By opening an account with a Robo-advisor, you can hire someone to handle your trading if you don’t want to do it yourself. Robo-advisors will choose the best semiconductor ETFs for your portfolio when they create and manage your investment portfolio.
Place A Trade
A semiconductor ETF purchase is carried out in a manner akin to stock purchases.
You must go to the brokerage website where the stock is listed and choose “trade” if you want to trade semiconductors, which entails either buying or selling an ETF. An ETF’s ticker symbol is used to purchase it.
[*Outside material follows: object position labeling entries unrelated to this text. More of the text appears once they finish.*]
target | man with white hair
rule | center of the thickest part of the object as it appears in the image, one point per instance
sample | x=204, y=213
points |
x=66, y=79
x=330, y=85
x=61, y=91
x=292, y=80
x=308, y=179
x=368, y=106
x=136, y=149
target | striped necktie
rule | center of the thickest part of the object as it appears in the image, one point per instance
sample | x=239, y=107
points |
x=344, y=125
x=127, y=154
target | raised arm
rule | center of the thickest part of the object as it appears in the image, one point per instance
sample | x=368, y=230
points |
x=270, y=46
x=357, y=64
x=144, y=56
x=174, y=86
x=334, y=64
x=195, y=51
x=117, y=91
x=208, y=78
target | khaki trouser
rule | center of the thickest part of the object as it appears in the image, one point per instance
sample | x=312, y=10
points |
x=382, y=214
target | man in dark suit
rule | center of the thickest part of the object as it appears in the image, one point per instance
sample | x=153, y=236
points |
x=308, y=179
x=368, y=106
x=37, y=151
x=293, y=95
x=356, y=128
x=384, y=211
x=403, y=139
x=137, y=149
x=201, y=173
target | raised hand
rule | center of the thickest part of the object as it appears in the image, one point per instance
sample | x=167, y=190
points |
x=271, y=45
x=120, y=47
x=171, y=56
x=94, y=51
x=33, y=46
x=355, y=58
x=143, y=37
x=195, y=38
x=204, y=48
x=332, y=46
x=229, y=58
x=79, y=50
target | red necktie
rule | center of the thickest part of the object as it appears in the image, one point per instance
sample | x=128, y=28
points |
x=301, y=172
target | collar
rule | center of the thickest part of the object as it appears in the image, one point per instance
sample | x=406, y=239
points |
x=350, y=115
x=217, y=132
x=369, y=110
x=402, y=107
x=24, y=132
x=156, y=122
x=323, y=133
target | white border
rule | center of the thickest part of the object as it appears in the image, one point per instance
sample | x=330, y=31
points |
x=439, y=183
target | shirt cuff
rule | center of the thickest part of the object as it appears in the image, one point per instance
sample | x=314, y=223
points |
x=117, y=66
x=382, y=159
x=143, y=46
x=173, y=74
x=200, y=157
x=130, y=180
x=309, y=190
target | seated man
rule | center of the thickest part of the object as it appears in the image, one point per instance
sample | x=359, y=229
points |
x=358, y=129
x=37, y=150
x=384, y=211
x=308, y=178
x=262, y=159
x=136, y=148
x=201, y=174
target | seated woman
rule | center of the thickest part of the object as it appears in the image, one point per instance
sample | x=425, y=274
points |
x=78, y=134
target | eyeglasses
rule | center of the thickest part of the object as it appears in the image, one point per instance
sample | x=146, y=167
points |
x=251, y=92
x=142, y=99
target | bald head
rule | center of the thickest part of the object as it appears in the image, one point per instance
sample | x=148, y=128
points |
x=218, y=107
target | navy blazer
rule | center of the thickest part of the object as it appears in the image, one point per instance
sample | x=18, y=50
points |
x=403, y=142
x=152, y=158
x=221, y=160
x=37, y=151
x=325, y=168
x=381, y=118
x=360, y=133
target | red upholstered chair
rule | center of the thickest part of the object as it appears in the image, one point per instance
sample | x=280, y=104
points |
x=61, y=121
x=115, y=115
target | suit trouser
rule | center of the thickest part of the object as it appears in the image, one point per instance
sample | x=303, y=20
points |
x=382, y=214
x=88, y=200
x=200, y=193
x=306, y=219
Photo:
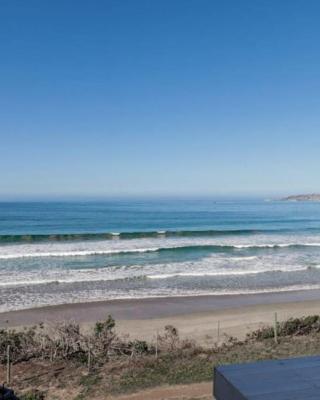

The trading of ETFs is simple and flexible. Expectations are for their market price to fluctuate. Investors may purchase ETFs and present them for redemption via a fund in Creation Unit Aggregation only even if ETF shares are not individually redeemable from the funds.
The effects of local and state taxes are not taken into account in the calculation of the after-tax returns, which are made in accordance with NAV and the highest federal marginal income tax rates.
For investors who hold fund shares through tax-deferred vehicles like 401(K) plans and individual retirement accounts, the after-tax reruns are irrelevant.
Retail and institutional investors can gain extensive exposure to the semiconductor market in the USA and other nations through semiconductor ETFs.
The holding companies represented by the ETFs produce and sell microprocessors, memory chips, and integrated circuits.
Compared to a broad market index like the S&P 500, semiconductor stocks have shown excellent returns over the past ten years, but they also carry a higher market risk.